Die Thesen zum Thema könnten unterschiedlicher nicht sein. Von der Annahme, dass einfach alle spannenden Innovationen jetzt schon verwirklicht sind, sozusagen die Idee vom Ende der Innovationsgeschichte, bis hin zur Hoffnung, dass die Produktivitätseffekte der digitalen Revolution einfach noch kommen und halt ein bisschen länger brauchen, also sozusagen das Prinzip Hoffnung, ist wirklich alles mit dabei. Auch Marktkonzentration und Plattformökonomie-Effekte könnten dafür verantwortlich sein, dass nur noch ein paar Top -Firmen schnelle Produktivitätszuwächse verwirklichen, während der Transfer und die Diffusion in die Breite der Unternehmenslandschaft ziemlich verwirrt und so der Abstand zwischen den sogenannten "frontier firms" und den sogenannten "laggarts" immer größer.

Man muss sagen, das Thema Produktivitätswachstumsrückgang ist im Moment ziemlich hip, so ziemlich jeder scheint sich damit zu beschäftigen. Letztes Jahr hatte das Bundeswirtschaftsministerium eine Studie in Auftrag gegeben, dabei lag der Fokus sehr spezifisch auf der deutschen Entwicklung, und die Studienehmer vom Institut für Weltwirtschaft haben ebenfalls ganz viele Hypothesen (etwas stärker als bei EFI hier die Untersuchung demographischer Effekte) getestet und sind zu dem etwas unbefriedigenden Schluss gekommen, das doch sehr unterschiedliche Faktoren in den letzten 20 Jahren für den Rückgang in Deutschland verantwortlich waren. Aber insgesamt sahen die Autoren keinen Grund zur Panik.

Unterm Strich scheint mir der Rückgang des Produktivitätswachstum kein Thema zu sein, mit dem man die Öffentlichkeit hinterm Ofen hervorlocken. Der Trend ist global, trifft auch die Wettbewerber, also kein Grund zur Panik? Und darüber hinaus bleibt ja immer noch die Hoffnung, dass die Digitalisierung alles regelt, dass künstliche Intelligenz den entsprechenden Schub gibt. Und das ist ja auch das Heilsversprechen der Digitalisierung, die der Angst vor Arbeitsplatzverlust entgegengesetzt wird. Wir brauchen Rationalisierungseffekte, um Produktivitätswachstum zu erreichen, sonst sind wir nicht wettbewerbsfähig. Und überhaupt droht ja eigentlich eher ein Mangel an qualifizierten Arbeitnehmern, die die ganze Arbeit machen können, angesichts des demografischen Wandels.

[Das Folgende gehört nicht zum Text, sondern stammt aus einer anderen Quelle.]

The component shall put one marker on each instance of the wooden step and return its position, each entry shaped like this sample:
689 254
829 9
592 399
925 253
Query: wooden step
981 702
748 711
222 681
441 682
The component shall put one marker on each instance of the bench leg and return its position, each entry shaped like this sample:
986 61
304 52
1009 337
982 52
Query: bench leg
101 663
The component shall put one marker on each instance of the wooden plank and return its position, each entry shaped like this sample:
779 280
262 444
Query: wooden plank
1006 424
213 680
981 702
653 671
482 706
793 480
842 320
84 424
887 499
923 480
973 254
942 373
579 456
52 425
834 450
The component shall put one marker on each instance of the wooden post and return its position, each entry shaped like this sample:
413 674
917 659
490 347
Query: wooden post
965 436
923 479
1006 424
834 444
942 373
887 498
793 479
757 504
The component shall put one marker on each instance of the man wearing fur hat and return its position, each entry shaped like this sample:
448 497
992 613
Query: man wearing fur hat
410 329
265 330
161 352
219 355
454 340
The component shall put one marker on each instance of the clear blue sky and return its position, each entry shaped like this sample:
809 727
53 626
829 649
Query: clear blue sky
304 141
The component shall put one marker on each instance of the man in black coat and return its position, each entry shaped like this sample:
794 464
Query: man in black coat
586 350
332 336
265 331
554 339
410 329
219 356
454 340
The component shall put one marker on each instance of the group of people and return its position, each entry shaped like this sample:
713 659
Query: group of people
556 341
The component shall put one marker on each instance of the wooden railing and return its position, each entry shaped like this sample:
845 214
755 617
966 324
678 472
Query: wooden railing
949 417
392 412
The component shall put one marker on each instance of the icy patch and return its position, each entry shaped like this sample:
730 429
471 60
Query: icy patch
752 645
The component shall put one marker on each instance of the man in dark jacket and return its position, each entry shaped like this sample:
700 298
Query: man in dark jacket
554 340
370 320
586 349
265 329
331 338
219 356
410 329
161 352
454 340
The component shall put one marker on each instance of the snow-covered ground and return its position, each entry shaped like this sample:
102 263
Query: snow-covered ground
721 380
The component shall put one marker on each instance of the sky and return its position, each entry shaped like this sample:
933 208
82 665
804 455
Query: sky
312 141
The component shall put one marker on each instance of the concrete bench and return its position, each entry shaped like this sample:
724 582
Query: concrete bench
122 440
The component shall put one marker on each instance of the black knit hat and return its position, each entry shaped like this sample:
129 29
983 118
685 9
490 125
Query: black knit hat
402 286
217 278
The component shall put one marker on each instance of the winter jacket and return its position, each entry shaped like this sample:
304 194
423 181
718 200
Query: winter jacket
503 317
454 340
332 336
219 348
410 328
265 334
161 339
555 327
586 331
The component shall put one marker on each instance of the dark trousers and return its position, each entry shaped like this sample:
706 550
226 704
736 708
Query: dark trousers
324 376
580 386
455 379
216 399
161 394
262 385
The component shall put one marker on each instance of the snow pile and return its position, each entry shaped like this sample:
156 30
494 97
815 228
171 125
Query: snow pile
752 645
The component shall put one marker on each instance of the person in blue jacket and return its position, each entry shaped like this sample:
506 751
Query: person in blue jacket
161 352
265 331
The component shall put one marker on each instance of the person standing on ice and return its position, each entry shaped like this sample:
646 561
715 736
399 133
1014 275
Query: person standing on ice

Das mag alles stimmen, unterm Strich sind es aber vermutlich eher nicht die Globalbetrachtungen, die uns weiterhelfen. Zur Herausforderung dürften vielmehr die Unterschiede zwischen einzelnen Sektoren, zwischen unterschiedlichen Qualifikationsprofil and, zwischen unterschiedlichen Regionen werden.

Und hier könnte es schon zum Problem werden, wenn die Produktivität in manchen Bereichen, in manchen Firmen, in manchen Regionen deutlich langsamer wächst als in anderen. Und hier könnte zudem die Digitalisierung und Künstliche Intelligenz eher noch die Unterschiede vergrößern als einebnen.